Der alte Amadée nahm eine Prise.

»Vergebung, Herrschaften, wenn ich in meiner Einfalt just meine, daß der junge Herr da Dinge sagt, wie sie oft nach unserer Ankunft in den Attacapas auch gesagt wurden.«

»Aber Amadée, so unverschämt haben wir sie nicht gesagt«, bemerkte Hauterouge.

»Und nicht vor Damen!« fügte Lassalle hinzu.

»Wollte Gott, diese Dinge wären auf eine so unverschämte Weise gesagt worden! Vergeben Sie, Monsieur Vergennes, aber ich wiederhole nur, was Bessere als ich vor mir gesagt haben! Vielleicht hätten sie jemanden abgeschreckt!«

Der Graf, Hauterouge, Lassalle, alle Franzosen und Kreolen sahen den Alten bedeutsam warnend an.

»Ma foi, Amadée!«

»Auch Monsieur Vergennes will die Rechte der Farbigen vertreten, ihnen einen Dienst erweisen.«

Wieder eine Pause.

»Für den sie ihm aber nicht danken dürften«, fuhr Amadée fort. »Ah, Monsieur Vergennes, glauben Sie mir, die Farbigen sind nicht zur Ehe geboren, weil sie ... nicht in der Ehe geboren sind.«

Noch immer sahen alle den Alten an.

»Ah, Herr Graf!« wandte sich dieser an Vignerolles. »Fällt Ihnen an. dem jungen Herrn nicht etwas auf? Sehen Sie ihn doch genauer an!«

Der Graf starrte Vergennes einen Augenblick unverwandt an.

»Monsieur Ducalle!« flüsterte ihm der Alte zu.

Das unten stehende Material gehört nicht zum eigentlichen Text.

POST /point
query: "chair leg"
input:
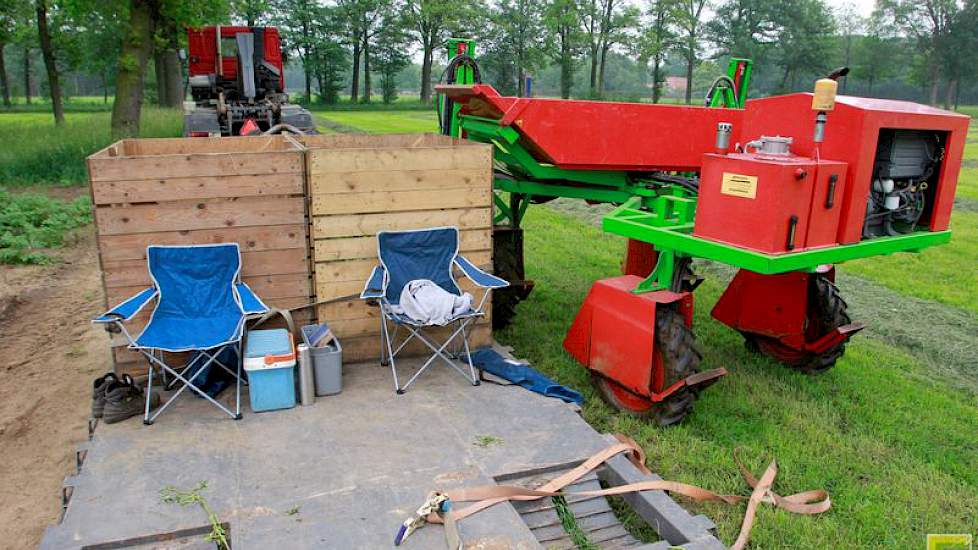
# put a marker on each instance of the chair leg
(237, 385)
(390, 353)
(149, 395)
(468, 357)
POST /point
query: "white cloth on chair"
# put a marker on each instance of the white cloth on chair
(427, 303)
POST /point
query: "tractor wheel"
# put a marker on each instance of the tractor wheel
(676, 358)
(507, 262)
(827, 312)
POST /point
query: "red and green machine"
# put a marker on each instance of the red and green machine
(782, 188)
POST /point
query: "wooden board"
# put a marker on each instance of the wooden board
(199, 214)
(355, 225)
(360, 185)
(202, 191)
(352, 248)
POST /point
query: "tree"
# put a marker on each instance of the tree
(562, 21)
(656, 41)
(50, 63)
(390, 56)
(515, 45)
(430, 23)
(252, 12)
(929, 23)
(850, 25)
(873, 58)
(687, 14)
(803, 40)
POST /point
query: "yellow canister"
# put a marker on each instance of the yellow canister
(824, 96)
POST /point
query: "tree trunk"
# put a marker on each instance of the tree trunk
(428, 45)
(47, 50)
(3, 78)
(27, 75)
(137, 44)
(174, 78)
(366, 67)
(355, 85)
(656, 77)
(566, 63)
(690, 61)
(160, 70)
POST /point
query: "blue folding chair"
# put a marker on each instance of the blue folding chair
(201, 306)
(430, 254)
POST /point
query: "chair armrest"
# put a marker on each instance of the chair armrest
(477, 276)
(374, 287)
(127, 309)
(250, 302)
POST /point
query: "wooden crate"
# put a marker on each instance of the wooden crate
(248, 190)
(362, 184)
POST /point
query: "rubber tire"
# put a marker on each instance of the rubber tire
(506, 264)
(828, 311)
(680, 359)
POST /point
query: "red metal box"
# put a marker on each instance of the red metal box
(769, 203)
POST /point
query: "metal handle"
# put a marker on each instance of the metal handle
(830, 198)
(792, 225)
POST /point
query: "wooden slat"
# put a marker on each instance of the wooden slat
(359, 270)
(382, 141)
(250, 239)
(194, 165)
(366, 247)
(382, 180)
(356, 225)
(399, 201)
(441, 158)
(151, 190)
(266, 262)
(183, 146)
(200, 214)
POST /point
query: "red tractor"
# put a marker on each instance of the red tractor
(237, 81)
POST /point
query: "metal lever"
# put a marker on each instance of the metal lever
(830, 198)
(792, 225)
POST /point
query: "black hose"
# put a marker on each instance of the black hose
(449, 76)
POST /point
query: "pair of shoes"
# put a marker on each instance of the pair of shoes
(124, 399)
(98, 393)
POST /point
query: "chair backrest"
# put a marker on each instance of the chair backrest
(196, 281)
(418, 254)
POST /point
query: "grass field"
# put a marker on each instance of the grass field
(889, 432)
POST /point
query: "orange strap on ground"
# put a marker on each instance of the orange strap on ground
(807, 502)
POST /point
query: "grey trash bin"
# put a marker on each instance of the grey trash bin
(327, 364)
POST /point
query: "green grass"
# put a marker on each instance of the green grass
(894, 447)
(36, 152)
(31, 223)
(947, 274)
(382, 122)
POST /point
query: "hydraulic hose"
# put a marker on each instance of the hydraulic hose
(449, 76)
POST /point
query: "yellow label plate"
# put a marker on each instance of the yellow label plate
(739, 185)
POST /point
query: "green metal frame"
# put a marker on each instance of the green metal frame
(658, 213)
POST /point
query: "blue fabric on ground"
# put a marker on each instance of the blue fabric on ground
(197, 307)
(421, 254)
(522, 374)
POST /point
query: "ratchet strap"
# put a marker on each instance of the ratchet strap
(482, 497)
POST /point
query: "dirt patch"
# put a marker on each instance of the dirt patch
(49, 353)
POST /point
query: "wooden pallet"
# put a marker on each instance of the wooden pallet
(248, 190)
(361, 184)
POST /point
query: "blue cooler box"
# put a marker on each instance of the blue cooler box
(270, 363)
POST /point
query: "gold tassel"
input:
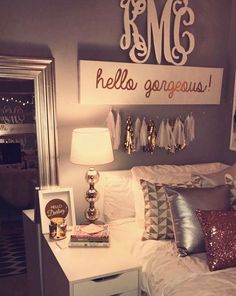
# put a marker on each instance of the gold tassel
(152, 136)
(129, 136)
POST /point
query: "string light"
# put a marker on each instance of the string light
(18, 100)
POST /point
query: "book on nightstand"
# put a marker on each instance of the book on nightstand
(90, 236)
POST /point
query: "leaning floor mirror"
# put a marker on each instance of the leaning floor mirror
(15, 118)
(233, 122)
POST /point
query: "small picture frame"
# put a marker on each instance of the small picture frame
(56, 202)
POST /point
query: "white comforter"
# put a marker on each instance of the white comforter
(165, 274)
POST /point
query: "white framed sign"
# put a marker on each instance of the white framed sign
(128, 83)
(20, 128)
(54, 203)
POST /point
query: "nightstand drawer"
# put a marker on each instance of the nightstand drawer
(123, 284)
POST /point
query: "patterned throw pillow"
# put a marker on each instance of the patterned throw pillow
(219, 229)
(158, 221)
(231, 182)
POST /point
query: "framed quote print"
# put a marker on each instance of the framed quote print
(56, 203)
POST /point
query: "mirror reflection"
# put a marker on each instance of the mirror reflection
(233, 123)
(18, 150)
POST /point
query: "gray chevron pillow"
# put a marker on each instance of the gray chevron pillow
(158, 221)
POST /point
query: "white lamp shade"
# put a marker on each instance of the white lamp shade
(91, 146)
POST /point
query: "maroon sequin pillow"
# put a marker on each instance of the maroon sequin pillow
(219, 229)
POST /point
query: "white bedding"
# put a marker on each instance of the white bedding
(165, 274)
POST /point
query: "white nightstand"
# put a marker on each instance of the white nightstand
(89, 271)
(80, 271)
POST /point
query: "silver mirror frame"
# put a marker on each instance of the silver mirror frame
(42, 72)
(232, 145)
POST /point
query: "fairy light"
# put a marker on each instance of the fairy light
(18, 100)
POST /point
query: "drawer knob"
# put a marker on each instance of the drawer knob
(106, 278)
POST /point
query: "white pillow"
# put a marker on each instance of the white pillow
(166, 174)
(118, 201)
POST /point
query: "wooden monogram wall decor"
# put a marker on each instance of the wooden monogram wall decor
(129, 83)
(175, 16)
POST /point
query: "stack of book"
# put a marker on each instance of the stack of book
(90, 236)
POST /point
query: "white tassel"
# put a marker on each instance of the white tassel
(178, 133)
(192, 128)
(189, 128)
(170, 136)
(137, 128)
(110, 121)
(117, 138)
(143, 134)
(161, 135)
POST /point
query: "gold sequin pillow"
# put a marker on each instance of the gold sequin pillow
(158, 221)
(219, 229)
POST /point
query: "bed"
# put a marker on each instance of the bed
(164, 272)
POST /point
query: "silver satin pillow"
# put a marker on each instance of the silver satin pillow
(183, 204)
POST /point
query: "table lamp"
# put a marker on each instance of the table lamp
(91, 146)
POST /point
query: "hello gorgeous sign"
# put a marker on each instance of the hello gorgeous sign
(127, 83)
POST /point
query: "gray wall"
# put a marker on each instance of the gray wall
(91, 29)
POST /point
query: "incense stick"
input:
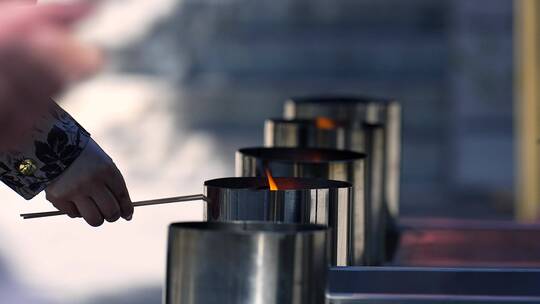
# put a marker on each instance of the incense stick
(168, 200)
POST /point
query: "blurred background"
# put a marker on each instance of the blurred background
(189, 81)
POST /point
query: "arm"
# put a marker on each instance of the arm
(56, 141)
(41, 146)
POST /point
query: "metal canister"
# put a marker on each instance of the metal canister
(328, 164)
(357, 109)
(246, 263)
(365, 137)
(296, 200)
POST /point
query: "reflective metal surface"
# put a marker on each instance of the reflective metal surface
(317, 163)
(305, 133)
(367, 138)
(359, 110)
(359, 285)
(298, 200)
(246, 263)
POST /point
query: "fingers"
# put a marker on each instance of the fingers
(89, 211)
(60, 14)
(68, 207)
(106, 203)
(117, 186)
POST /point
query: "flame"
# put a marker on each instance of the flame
(325, 123)
(271, 182)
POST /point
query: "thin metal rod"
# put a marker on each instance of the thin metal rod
(168, 200)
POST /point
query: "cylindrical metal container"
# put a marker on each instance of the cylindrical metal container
(297, 200)
(364, 137)
(361, 109)
(307, 133)
(316, 163)
(246, 263)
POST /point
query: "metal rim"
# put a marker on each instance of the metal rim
(324, 99)
(302, 155)
(249, 227)
(285, 183)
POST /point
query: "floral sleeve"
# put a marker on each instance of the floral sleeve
(56, 142)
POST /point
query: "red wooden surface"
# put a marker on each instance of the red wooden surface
(451, 243)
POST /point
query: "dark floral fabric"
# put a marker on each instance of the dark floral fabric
(53, 149)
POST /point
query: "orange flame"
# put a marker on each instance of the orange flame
(271, 182)
(325, 123)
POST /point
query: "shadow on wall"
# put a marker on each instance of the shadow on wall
(141, 295)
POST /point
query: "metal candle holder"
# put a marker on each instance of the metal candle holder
(357, 110)
(365, 137)
(298, 200)
(317, 163)
(246, 263)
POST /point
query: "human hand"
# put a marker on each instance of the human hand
(92, 187)
(38, 57)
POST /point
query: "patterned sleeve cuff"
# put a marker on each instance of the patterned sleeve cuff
(56, 142)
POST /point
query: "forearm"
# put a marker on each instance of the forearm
(52, 145)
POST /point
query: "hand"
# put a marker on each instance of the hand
(38, 57)
(92, 187)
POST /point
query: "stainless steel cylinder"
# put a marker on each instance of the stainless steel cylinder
(246, 263)
(358, 110)
(317, 163)
(364, 137)
(297, 200)
(306, 133)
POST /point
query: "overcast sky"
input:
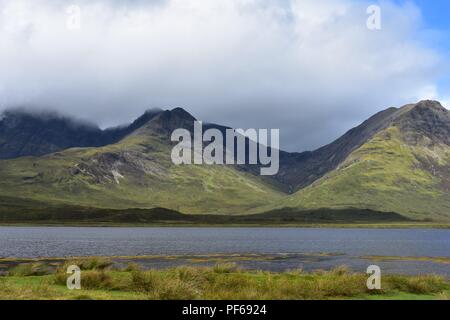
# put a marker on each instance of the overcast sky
(311, 68)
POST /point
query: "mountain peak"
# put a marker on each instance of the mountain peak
(165, 122)
(426, 118)
(429, 104)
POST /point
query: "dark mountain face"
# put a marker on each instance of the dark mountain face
(23, 134)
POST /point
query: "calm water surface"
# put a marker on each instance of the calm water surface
(349, 245)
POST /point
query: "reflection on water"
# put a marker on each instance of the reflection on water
(279, 248)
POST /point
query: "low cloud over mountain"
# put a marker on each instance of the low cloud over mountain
(310, 68)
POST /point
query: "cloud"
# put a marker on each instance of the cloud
(310, 68)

»Wahrhaftig, wie er leibt und lebt!« entfuhr es dem Grafen.

Er warf nochmals einen Blick auf Vergennes und strich sich nachdenklich, beinahe unmutig, mit der Hand über die Stirn.

»Ma foi!« riefen auch Lassalle und Hauterouge.

Ihre Stirnen überzog gleichfalls eine trübe Wolke, ihre Blicke ruhten mitleidig teilnehmend auf Vergennes.

»Armer Ducalle!« sagten sie.

»Ganz wie er war!« bekräftigte Amadée.

Der arme Vergennes stand verlegen, seine Dreistigkeit war dahin. Es ist allerdings peinlich, sich als Gegenstand des Mitleids belächelt zu sehen. Aber die Lehre schadete ihm gar nichts.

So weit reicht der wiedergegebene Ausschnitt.